Pasukan militer Rusia dilaporkan telah menghancurkan hampir 350 pesawat nirawak atau drone milik Ukraina dalam sebuah operasi pertahanan udara yang berlangsung pada Kamis (7/5/2026). Eskalasi serangan ini terjadi hanya beberapa hari sebelum Moskow merayakan peringatan berakhirnya Perang Dunia II.

Kementerian Pertahanan Rusia mengonfirmasi sebanyak 347 drone Ukraina berhasil dilumpuhkan antara pukul 18.00 GMT hingga 04.00 GMT, sebagaimana dilansir dari Detikcom. Serangan balasan ini berdampak pada jatuhnya korban jiwa di wilayah perbatasan, termasuk seorang wanita di Belgorod dan 13 orang luka-luka di Bryansk.

Pihak militer Ukraina juga melaporkan aktivitas serangan dari pihak lawan pada periode yang sama. Angkatan udara Ukraina memberikan keterangan tertulis mengenai jumlah serangan udara yang mereka terima semalam.
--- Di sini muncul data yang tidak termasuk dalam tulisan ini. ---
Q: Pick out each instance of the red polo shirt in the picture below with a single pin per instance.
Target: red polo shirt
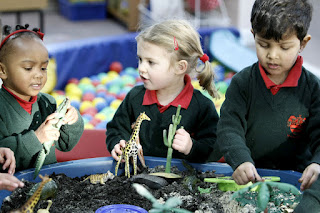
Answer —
(183, 99)
(291, 80)
(27, 105)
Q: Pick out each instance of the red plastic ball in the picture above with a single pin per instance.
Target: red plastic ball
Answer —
(116, 66)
"Sementara Rusia menembakkan 102 drone ke Ukraina semalam," kata angkatan udara Ukraina dalam sebuah pernyataan.

Kenaikan intensitas konflik ini membayangi persiapan Rusia untuk menggelar parade militer besar pada 9 Mei mendatang. Sebelumnya, Ukraina sempat mengusulkan adanya penghentian serangan sementara, namun tawaran tersebut tidak membuahkan hasil di lapangan.
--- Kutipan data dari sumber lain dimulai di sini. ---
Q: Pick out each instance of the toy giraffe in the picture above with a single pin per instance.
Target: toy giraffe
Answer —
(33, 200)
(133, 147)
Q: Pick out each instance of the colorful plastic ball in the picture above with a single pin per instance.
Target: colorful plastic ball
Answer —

Presiden Ukraina Volodymyr Zelensky memberikan tanggapan keras atas keputusan Rusia yang tetap melanjutkan operasi militer mereka meskipun ada usulan gencatan senjata. Zelensky menyoroti kegagalan upaya perdamaian singkat tersebut di tengah meningkatnya serangan terhadap situs energi.

"Ini terjadi beberapa hari sebelum Moskow mengadakan peringatan Perang Dunia II," kata Presiden Ukraina Volodymyr Zelensky.

Situasi keamanan di pusat pemerintahan Rusia juga semakin diperketat menyusul ancaman serangan balasan dari pihak Ukraina. Pemerintah Rusia bahkan telah mengeluarkan instruksi khusus kepada perwakilan negara asing yang berada di wilayah konflik.

Moskow menyatakan telah mengirimkan nota resmi kepada sejumlah kedutaan besar asing untuk segera mengevakuasi staf diplomatik mereka. Langkah preventif ini diambil guna mengantisipasi kemungkinan serangan besar ke pusat kota Kyiv jika Ukraina mengganggu rangkaian acara peringatan nasional Rusia.